When you first start playing an instrument, it can be extremely frustrating, without a doubt. If you’re considering encouraging your children to pick up a musical vocation, one of the most important things you can do is encourage them to take it slow. You may be subjecting yourself to a few months of noise pollution before you hear any discernable melodies, but that’s a small price to pay for a lifelong artistic outlet.

Performing music has a certain magic to it that can be seen as an antidote to today’s hyper-accelerated digital culture. A piano or a guitar isn’t connected to the Internet (surely these inventions are not far off), and once your child masters a few basic scales and chords, they may find the activity extremely calming and meditative.

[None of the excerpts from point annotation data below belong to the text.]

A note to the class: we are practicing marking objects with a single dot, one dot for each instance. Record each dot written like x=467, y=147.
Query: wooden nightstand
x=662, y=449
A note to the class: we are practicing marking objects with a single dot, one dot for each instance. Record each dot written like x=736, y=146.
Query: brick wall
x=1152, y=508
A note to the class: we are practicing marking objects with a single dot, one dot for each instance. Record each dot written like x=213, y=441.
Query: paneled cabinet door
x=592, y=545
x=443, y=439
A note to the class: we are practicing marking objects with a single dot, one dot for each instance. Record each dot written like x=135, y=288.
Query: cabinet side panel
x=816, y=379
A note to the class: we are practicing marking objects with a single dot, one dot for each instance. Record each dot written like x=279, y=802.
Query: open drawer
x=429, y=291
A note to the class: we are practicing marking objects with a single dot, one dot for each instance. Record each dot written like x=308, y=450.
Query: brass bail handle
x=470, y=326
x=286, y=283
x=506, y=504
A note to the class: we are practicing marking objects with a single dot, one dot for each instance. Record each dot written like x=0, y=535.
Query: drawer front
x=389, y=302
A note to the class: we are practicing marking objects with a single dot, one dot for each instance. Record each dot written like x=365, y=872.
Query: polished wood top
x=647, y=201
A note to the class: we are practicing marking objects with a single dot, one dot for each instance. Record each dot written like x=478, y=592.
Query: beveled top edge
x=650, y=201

Studies have shown that there is an overall increase in the anxiety of young people today, largely due to the fact that they are overstimulated and glued to their smartphones. While asking them to sit and meditate for thirty minutes may not be realistic, convincing them to play the guitar or piano is a good alternative.

Not only does learning an instrument build confidence, it also offers an activity that encourages one to be present in the moment. Performing music gives the mind a precise exercise to focus on and produces sounds that can elicit a positive emotional response. When you enroll your kids in music lessons with a reliable teacher, you not only start them down a path that can lead to any number of careers or side-gigs; you also provide them with a tool to calm their overstimulated minds and help them feel more at home in their own skin.

Mindfulness is loosely defined as the process of bringing attention to experiences and phenomena that are happening in the present moment. As an adult and parent, the practice of meditation, yoga or even playing music yourself can help you experience the wonder of being a parent in a spontaneous, less rigid way. If you play an instrument, you may feel compelled to try and collaborate with your kid, and while this can have a positive outcome, you should definitely take you cues from them – if they’re at a sensitive point in their development you could spoil them on music for years to come.

Interestingly enough, studies also show that sometimes musicians who have trained too much as children lack the ability to improvise or perform in a way that brings them pleasure. As with mindfulness, performing music for fun must have a relaxed spontaneous feeling, or else it can become burdensome. In the same way that anxiety can be defined as being too aware of one’s own thoughts, if you are too aware of what you are doing on an instrument, it can work against you and become stressful.

When you are trained enough to be able to play competently, but relaxed enough to stay loose and improvise, you are in the sweet spot of music and mindfulness. As you perform and pay attention to the harmonious sounds you are creating, worries about the past and future melt away. So give your kids a tool to calm their anxious brains – they’ll need it.